気がつけば3月に入って今期の環境も終盤が近づいており、次の制限改訂の時期に差し掛かっていますね。
ということで今回は2025年1月制限の環境振り返りの記事になります!
主に僕が活動する関西圏の大会結果等を元に、今期の環境がどのように始まり、どう変化していったかを環境の前半と後半に分けて解説していきますので是非最後までお楽しみください。
まずは1月の制限改訂の内容から振り返っていきます。
制限改訂による影響
《深淵に潜む者》が禁止カードに指定され、大きな話題となりました。
個人的には意外でしたが、墓地を多用するデッキはこのカードに対してワンチャンもなく詰んでしまい一方的なゲームになってしまうことや、今後登場する墓地利用するデッキの妨げにもなるため禁止は妥当でしょう。
環境上ではランク4を軸にした【ライゼオル】がトップであり、
エースカードである《ライゼオル・デッドネーダー》を手数で超えようとする場合、墓地から手数を生成できるデッキは抗える可能性があるものの、それらのデッキは総じて《深淵に潜む者》を添えられるだけで詰んでしまうことがほとんどでした。
よって《深淵に潜む者》に抑圧されてきたデッキは今後活躍しやすい環境になることが予想されました。
続いて【ライゼオル】のメインカードから《エクス・ライゼオル》が制限、それにアクセス可能な《時空の七皇》が準制限に指定され、【ライゼオル】は大きく弱体化しました。
《時空の七皇》に関しては《七皇の昇格》でのリペアが可能なので誤差レベルではあるものの、《エクス・ライゼオル》本体の制限は痛手です。
安定性の低下はもちろんのことですが、《エクス・ライゼオル》の2枚目が存在しないということは《ライゼオル・クロス》での使い回しが必須となり、それにアクセスする《ライゼオル・デュオドライブ》への依存度が高くなります。
《ライゼオル・デュオドライブ》が通らなかったゲームは前期以上にシビアで、負け筋としてリソース切れが懸念されます。
そのため制限発表当初は「【ライゼオル】は環境から徐々に姿を消していくのでは?」と予想するプレイヤーが多かった印象です。
他にも《闇の誘惑》《封印の黄金櫃》が制限カードに指定されました。
《封印の黄金櫃》は直近の2024年10月制限改訂で準制限に緩和されたばかりであったため、僅か3ヶ月で制限カードに逆戻りしたのは正直驚きました。
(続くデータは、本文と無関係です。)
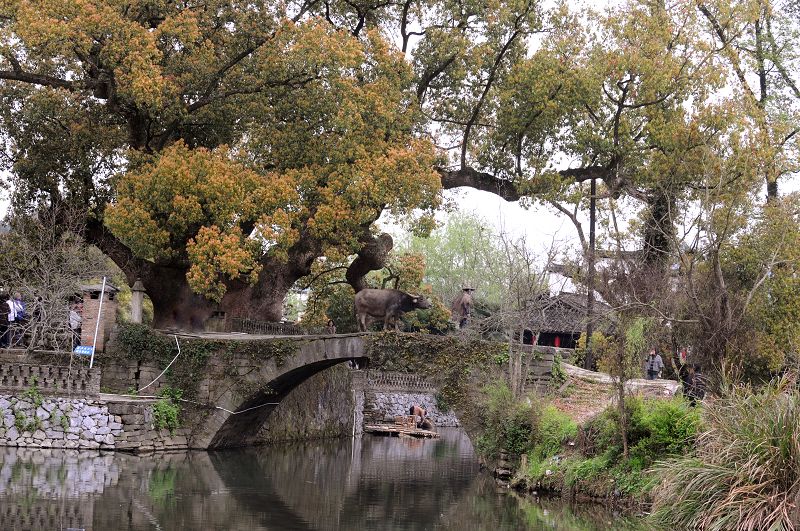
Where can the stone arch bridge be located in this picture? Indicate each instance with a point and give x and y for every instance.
(237, 381)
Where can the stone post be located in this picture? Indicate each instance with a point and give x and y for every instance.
(137, 298)
(91, 306)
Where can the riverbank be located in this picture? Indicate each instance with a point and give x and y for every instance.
(575, 451)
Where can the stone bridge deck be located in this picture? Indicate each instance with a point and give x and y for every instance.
(236, 381)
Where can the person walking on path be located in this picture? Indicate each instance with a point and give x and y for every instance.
(16, 319)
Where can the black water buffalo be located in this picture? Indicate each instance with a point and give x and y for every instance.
(386, 304)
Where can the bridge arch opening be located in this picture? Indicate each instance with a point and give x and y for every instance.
(242, 428)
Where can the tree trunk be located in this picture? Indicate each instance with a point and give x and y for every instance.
(623, 417)
(176, 306)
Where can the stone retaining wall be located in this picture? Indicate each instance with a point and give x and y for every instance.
(31, 420)
(390, 394)
(49, 379)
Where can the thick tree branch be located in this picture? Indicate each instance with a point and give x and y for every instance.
(480, 181)
(371, 257)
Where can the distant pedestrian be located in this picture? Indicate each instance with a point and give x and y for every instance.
(462, 307)
(418, 413)
(696, 389)
(17, 317)
(654, 365)
(4, 333)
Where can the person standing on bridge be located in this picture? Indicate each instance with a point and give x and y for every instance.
(654, 365)
(462, 306)
(416, 411)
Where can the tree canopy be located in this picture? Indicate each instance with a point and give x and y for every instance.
(221, 150)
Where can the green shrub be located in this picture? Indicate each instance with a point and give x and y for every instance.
(508, 424)
(665, 428)
(657, 429)
(555, 428)
(746, 468)
(166, 411)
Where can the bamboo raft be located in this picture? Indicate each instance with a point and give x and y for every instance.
(402, 427)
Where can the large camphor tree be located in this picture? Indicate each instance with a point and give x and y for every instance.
(221, 149)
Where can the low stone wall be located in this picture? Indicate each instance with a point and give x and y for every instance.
(30, 420)
(49, 379)
(390, 394)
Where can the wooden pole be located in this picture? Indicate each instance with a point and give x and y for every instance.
(588, 362)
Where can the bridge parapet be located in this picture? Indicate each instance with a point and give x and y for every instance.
(398, 381)
(49, 379)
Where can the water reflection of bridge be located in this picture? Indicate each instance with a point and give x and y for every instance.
(375, 483)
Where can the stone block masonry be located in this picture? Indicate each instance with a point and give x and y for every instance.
(35, 422)
(29, 420)
(390, 394)
(48, 379)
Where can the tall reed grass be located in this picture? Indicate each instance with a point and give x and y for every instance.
(745, 474)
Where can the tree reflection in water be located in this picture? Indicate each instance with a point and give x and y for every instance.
(374, 483)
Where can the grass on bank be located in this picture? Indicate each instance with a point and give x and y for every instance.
(589, 461)
(745, 473)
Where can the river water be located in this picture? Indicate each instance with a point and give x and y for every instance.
(372, 483)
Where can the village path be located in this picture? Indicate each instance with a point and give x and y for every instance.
(587, 393)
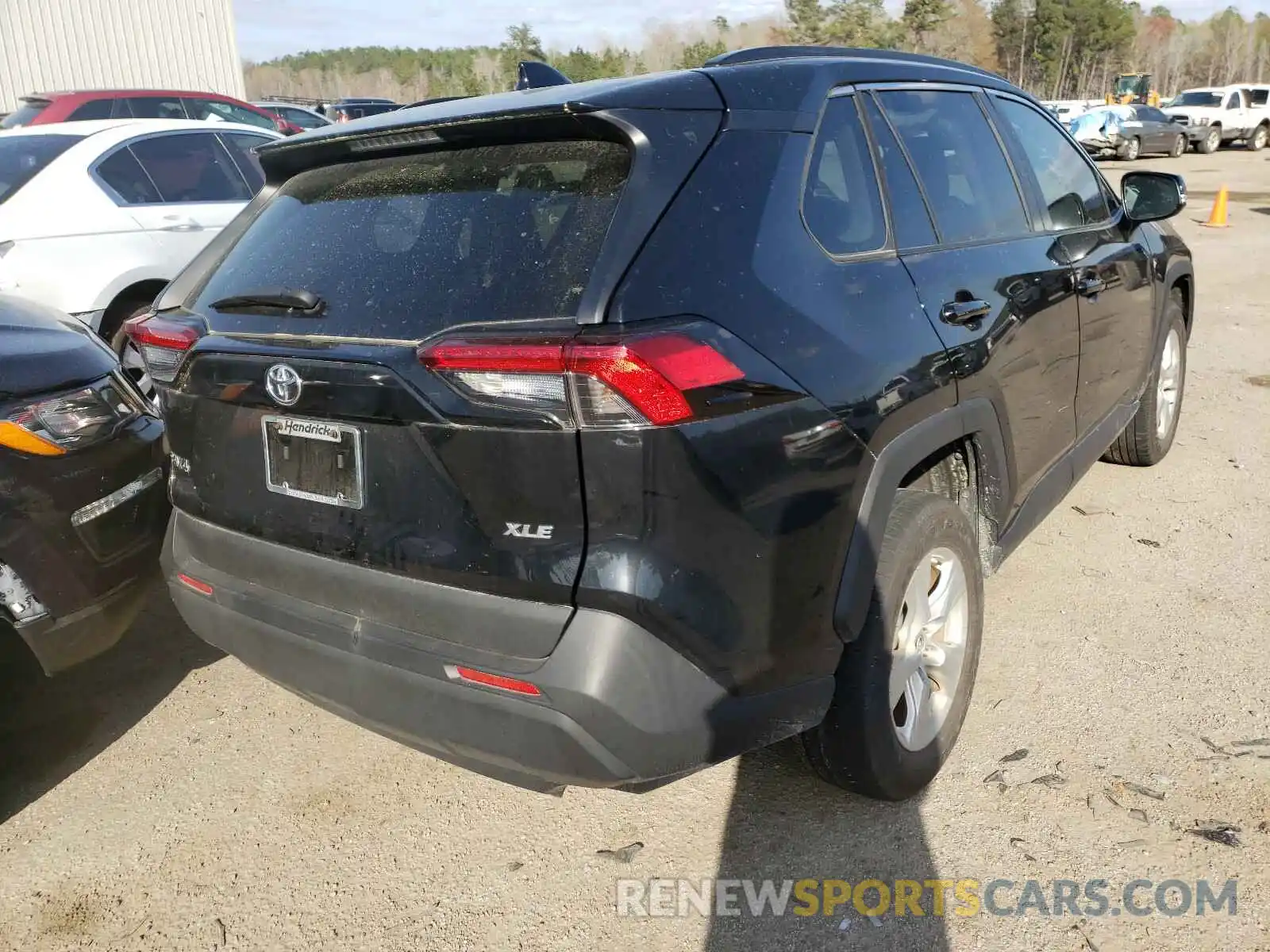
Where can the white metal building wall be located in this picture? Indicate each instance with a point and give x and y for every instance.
(55, 44)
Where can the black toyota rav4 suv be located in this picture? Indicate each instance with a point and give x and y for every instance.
(592, 433)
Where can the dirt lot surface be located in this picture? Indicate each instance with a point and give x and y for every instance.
(165, 797)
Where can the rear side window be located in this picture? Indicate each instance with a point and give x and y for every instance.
(93, 109)
(190, 168)
(22, 158)
(156, 108)
(910, 219)
(302, 118)
(841, 203)
(406, 245)
(243, 149)
(228, 112)
(960, 164)
(127, 179)
(1068, 186)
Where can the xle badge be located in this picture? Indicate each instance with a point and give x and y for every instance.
(525, 531)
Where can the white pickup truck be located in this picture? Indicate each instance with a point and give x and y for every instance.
(1218, 114)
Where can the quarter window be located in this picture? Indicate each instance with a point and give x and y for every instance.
(1068, 186)
(243, 149)
(841, 202)
(960, 164)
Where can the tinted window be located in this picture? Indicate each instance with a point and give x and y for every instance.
(94, 109)
(1068, 186)
(841, 202)
(241, 148)
(156, 108)
(962, 168)
(406, 245)
(190, 168)
(125, 175)
(22, 158)
(228, 112)
(23, 116)
(910, 220)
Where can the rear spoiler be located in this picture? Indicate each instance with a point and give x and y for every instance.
(537, 75)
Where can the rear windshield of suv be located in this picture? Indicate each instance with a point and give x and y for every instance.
(22, 158)
(403, 247)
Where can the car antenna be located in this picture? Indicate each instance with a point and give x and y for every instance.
(533, 74)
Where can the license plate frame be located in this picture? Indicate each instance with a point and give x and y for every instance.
(327, 432)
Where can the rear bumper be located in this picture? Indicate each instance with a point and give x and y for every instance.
(64, 643)
(618, 706)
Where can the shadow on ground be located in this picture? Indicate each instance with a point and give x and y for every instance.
(787, 824)
(50, 727)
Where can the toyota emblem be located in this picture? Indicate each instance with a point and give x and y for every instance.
(283, 385)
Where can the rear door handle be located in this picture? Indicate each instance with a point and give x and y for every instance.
(179, 222)
(1090, 286)
(964, 311)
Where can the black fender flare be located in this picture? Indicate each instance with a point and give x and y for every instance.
(973, 418)
(1178, 270)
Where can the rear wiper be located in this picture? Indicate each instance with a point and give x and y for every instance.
(272, 300)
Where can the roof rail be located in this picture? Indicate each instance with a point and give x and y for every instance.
(762, 54)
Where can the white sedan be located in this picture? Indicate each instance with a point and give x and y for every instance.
(97, 217)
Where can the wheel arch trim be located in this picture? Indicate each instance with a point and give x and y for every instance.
(973, 419)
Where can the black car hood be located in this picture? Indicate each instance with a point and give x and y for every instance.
(42, 349)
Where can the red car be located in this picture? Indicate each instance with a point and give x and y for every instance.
(42, 108)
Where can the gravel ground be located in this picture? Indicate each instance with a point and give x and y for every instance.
(164, 797)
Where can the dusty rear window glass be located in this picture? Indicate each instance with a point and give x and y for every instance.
(406, 245)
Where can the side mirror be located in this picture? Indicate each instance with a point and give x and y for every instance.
(1153, 196)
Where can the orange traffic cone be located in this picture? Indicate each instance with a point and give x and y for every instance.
(1217, 220)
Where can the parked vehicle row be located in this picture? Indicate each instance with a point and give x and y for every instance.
(1128, 132)
(48, 108)
(1222, 114)
(126, 203)
(83, 488)
(588, 437)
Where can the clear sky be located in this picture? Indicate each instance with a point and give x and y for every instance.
(270, 29)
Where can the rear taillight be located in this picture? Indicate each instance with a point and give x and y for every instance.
(638, 382)
(163, 343)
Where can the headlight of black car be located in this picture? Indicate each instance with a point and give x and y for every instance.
(79, 418)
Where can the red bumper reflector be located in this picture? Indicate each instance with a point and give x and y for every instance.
(202, 588)
(495, 681)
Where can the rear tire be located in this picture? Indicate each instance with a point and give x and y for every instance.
(1149, 435)
(874, 739)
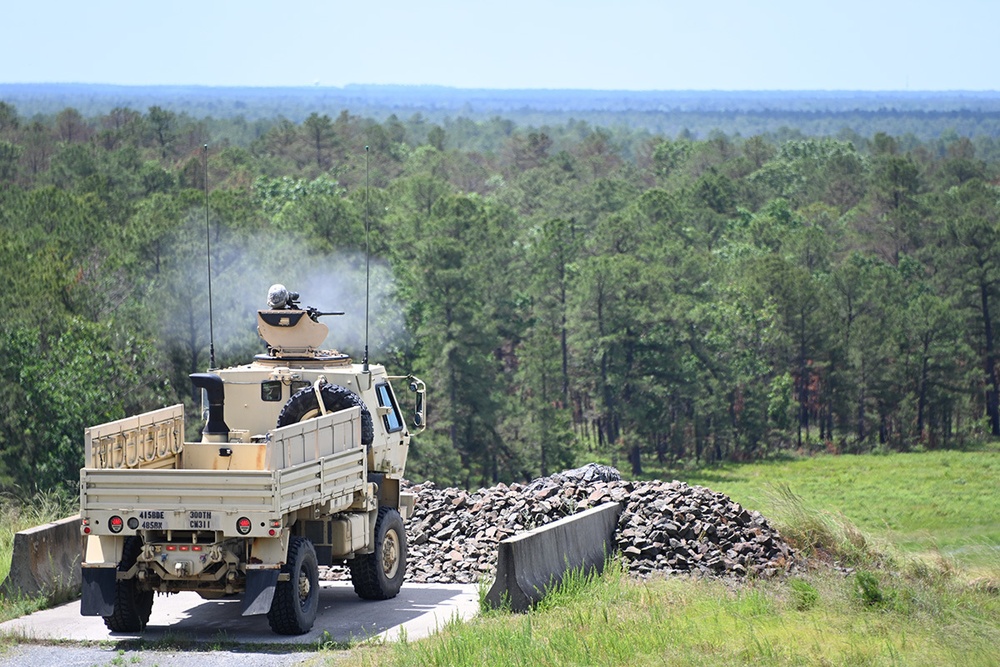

これにより環境2番手であった【M∀LICE】が弱体化を受けています。
当時は初動の安定性がそこまで高くなかったのもあり、《闇の誘惑》による上振れで解消しようとしていた構築が多かったため、今回の規制は痛手という認識をしていたプレイヤーが多かったと思います。
とはいえ【M∀LICE】の根本が制限を受けている訳ではないため、前期から使用しているプレイヤーは続投する傾向にありました。
《封印の黄金櫃》は【天盃龍】では《焔征竜ーブラスター》を除外することで初動と手数を担っていたため、制限になったことで弱体化を受けています。
《天盃龍ーチュンドラ》が制限になっていることもあり、召喚権以外の手数が少なくなったため以前よりもギミックでの妨害貫通が厳しくなった印象を受けます。
とはいえ一定の押し付け性能は唯一無二と言っても良いため、個人的に【天盃龍】は新環境でも一定のアベレージを出せるデッキと予想していました。
他にも《アーティファクト・デスサイズ》が制限をかけられていますが、こちらは元より1枚採用のカードであったため影響はありません。
恐らく「次は禁止カードになる」という警告でしょう。
初めから禁止にしてほしい。
多数のカードが制限緩和され、それぞれのテーマに微々たる変化はあるものの環境には特に影響が無いと言っていいでしょう。
- 《深淵に潜む者》の禁止によって墓地利用デッキが追い風
- 【ライゼオル】【M∀LICE】が弱体化
- その他のデッキにはほとんど影響無し
今回の制限改訂のポイントはこの辺りでしょう。
それでは、制限改訂後の環境を見ていきます。
1月環境 前半
制限改訂を経て、前期トップの【ライゼオル】がランクダウンから繰り上がる形で
- 【青眼】
- 【オルフェゴール】
- 【メメント】
- 【M∀LICE】
- 【天盃龍】
大まかにこの5つのデッキが活躍することが予想されました。
新制限発表直後の大会で使用者が特に多かったのは【原石青眼】でした。
『遊戯王』の看板モンスターである《青眼の白龍》をメインに使用していることもあり様々な層に人気のデッキです。

筆者が使用
制限改訂の影響を受けておらず、手札誘発への耐性や安定性の高さ、手札誘発を多く採用できる自由枠の多さ、永続リソースでの持久戦が得意なコントロール寄りのデッキになります。
前期から使用者は一定数いましたが、【ライゼオル】が弱体化を受け、乗り換えたプレイヤーが多かった印象です。
僕も今期の1番初めは【原石青眼】を使用していました。
また12月末に強化を受けた【オルフェゴール】も使用者が多く、
【デモンスミス】ギミックを組み合わせることで、1枚初動からの展開が日に日に開拓されており多くのプレイヤーが研究していた印象を受けます。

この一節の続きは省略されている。